Further studies will be necessary to assess the circadian and state-dependent relationship between sleep–wake cycle and the variation of Tcore observed in people with SCI. Notably, the study of both macrostructure and microstructure of sleep and the evaluation of the presence of specific sleep disorders in SCI might provide additional insights on the alterations observed in these individuals.

Finally, it is interesting that we found Tcore during REM sleep in cSCI to be different compared with tSCI and controls. Physiological REM sleep is characterized by an inhibition of thermoregulatory mechanisms, and the human body becomes poikilothermic. Yet, even in the absence of such physiological thermoregulation and with the impossibility to dissipate heat in a warm environment such as in our investigation room, REM Tcore of cSCI was dissimilar from the other groups.

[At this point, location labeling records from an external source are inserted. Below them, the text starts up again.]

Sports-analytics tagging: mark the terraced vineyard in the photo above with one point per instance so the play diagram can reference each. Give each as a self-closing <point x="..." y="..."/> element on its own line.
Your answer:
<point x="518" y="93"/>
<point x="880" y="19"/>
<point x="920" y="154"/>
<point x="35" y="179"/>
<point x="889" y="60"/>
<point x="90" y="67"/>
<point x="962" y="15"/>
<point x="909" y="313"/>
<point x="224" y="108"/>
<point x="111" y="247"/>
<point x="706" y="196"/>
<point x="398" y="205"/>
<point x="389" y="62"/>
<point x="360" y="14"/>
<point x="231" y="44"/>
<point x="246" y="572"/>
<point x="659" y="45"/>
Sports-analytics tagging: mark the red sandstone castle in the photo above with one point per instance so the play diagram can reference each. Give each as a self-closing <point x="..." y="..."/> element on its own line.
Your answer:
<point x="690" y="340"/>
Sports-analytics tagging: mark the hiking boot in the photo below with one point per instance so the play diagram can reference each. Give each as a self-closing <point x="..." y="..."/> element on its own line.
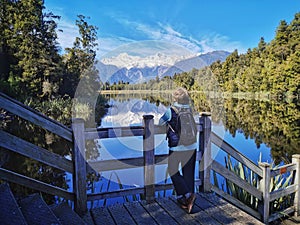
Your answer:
<point x="190" y="202"/>
<point x="182" y="202"/>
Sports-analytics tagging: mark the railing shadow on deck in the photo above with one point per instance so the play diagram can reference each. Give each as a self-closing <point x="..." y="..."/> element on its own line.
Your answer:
<point x="79" y="167"/>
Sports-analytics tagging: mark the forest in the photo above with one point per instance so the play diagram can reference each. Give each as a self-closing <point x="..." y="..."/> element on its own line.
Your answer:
<point x="270" y="69"/>
<point x="36" y="71"/>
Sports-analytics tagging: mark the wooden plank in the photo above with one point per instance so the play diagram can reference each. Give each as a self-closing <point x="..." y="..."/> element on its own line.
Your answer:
<point x="278" y="215"/>
<point x="120" y="214"/>
<point x="149" y="157"/>
<point x="116" y="164"/>
<point x="79" y="174"/>
<point x="30" y="150"/>
<point x="236" y="202"/>
<point x="201" y="216"/>
<point x="139" y="214"/>
<point x="236" y="154"/>
<point x="158" y="213"/>
<point x="235" y="212"/>
<point x="35" y="117"/>
<point x="205" y="150"/>
<point x="113" y="132"/>
<point x="112" y="194"/>
<point x="283" y="169"/>
<point x="174" y="210"/>
<point x="214" y="211"/>
<point x="265" y="188"/>
<point x="283" y="192"/>
<point x="34" y="184"/>
<point x="102" y="216"/>
<point x="236" y="180"/>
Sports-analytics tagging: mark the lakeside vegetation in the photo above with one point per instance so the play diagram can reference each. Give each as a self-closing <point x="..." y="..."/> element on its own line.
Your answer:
<point x="271" y="69"/>
<point x="36" y="71"/>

We acknowledge the following limitations: we could not ethically discontinue medications of persons with SCI, which could have exerted an effect on sleep and Tcore. However, all participants were on stable dosages at the time of the study and well tolerated them. Furthermore, we could not present the data from the whole 24 h due to early termination of the protocol by some participants.

Conclusions

In the present study, we assessed, for the first time, the Tcore circadian rhythm and Tcore modulation according to wake and different sleep stages in individuals with SCI compared with controls under controlled environmental conditions. In summary, our results demonstrate that: (1) cSCI (but not tSCI) individuals presented an abnormal circadian rhythm of Tcore, and (2) both cSCI and tSCI individuals showed an impaired state-dependent modulation of Tcore and an altered representation of sleep stages. The pathogenic mechanisms responsible for the loss of state-dependent modulation of Tcore in people with SCI are yet to be defined. The damage to the sympathetic nervous system caused by SCI could affect thermoregulation including Tcore modulation during sleep. It is possible that the reduced representation of deep sleep in people with SCI also impairs such ability.

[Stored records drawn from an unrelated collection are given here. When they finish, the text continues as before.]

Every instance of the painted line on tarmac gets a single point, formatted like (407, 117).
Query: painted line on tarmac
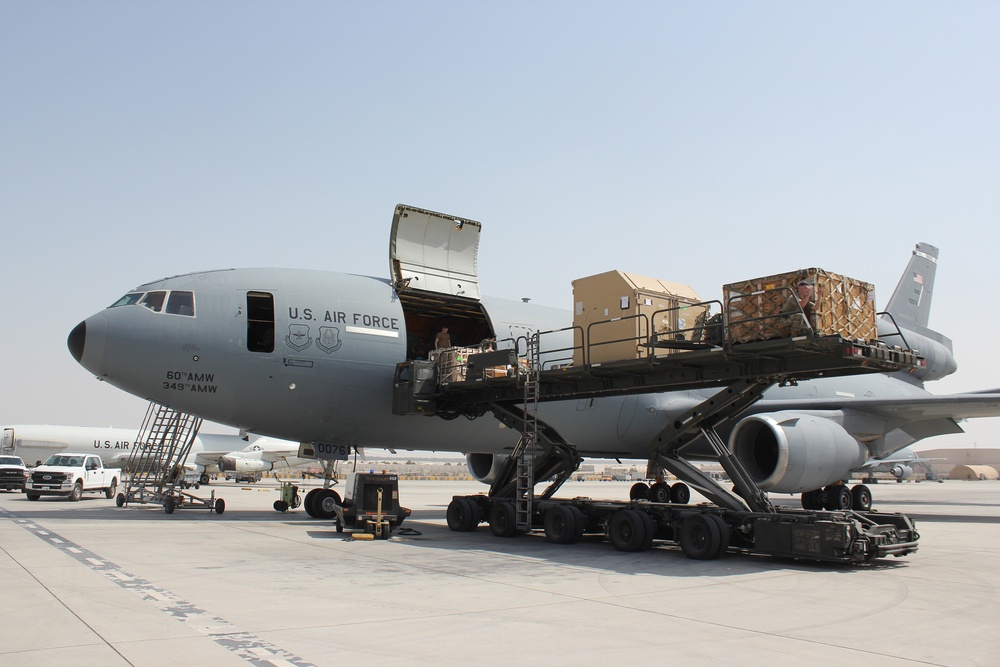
(247, 646)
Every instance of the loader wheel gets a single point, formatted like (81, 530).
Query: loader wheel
(838, 497)
(861, 498)
(324, 503)
(700, 537)
(463, 515)
(680, 493)
(659, 492)
(503, 519)
(561, 524)
(724, 535)
(639, 491)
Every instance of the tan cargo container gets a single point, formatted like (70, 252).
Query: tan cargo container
(616, 312)
(843, 306)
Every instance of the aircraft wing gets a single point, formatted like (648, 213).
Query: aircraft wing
(908, 409)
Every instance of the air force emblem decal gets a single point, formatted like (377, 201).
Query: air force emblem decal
(329, 339)
(298, 337)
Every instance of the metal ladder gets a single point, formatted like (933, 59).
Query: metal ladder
(156, 462)
(527, 446)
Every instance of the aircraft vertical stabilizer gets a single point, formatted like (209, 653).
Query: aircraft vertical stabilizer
(910, 304)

Further studies are necessary to investigate whether interventions intended to improve sleep could affect thermoregulation and vice versa. For instance, it is possible that a tailored treatment of sleep (including melatonin supplementation) could also lead to a better control of thermoregulation. Special attention should be paid to measures aimed at reducing trigger stimuli for autonomic dysreflexia, as we did in our study, so as to prevent episodes of uncontrolled and unstable activity of the sympathetic nervous system, which could worsen thermoregulation mechanisms and, consequently, the consolidation of sleep.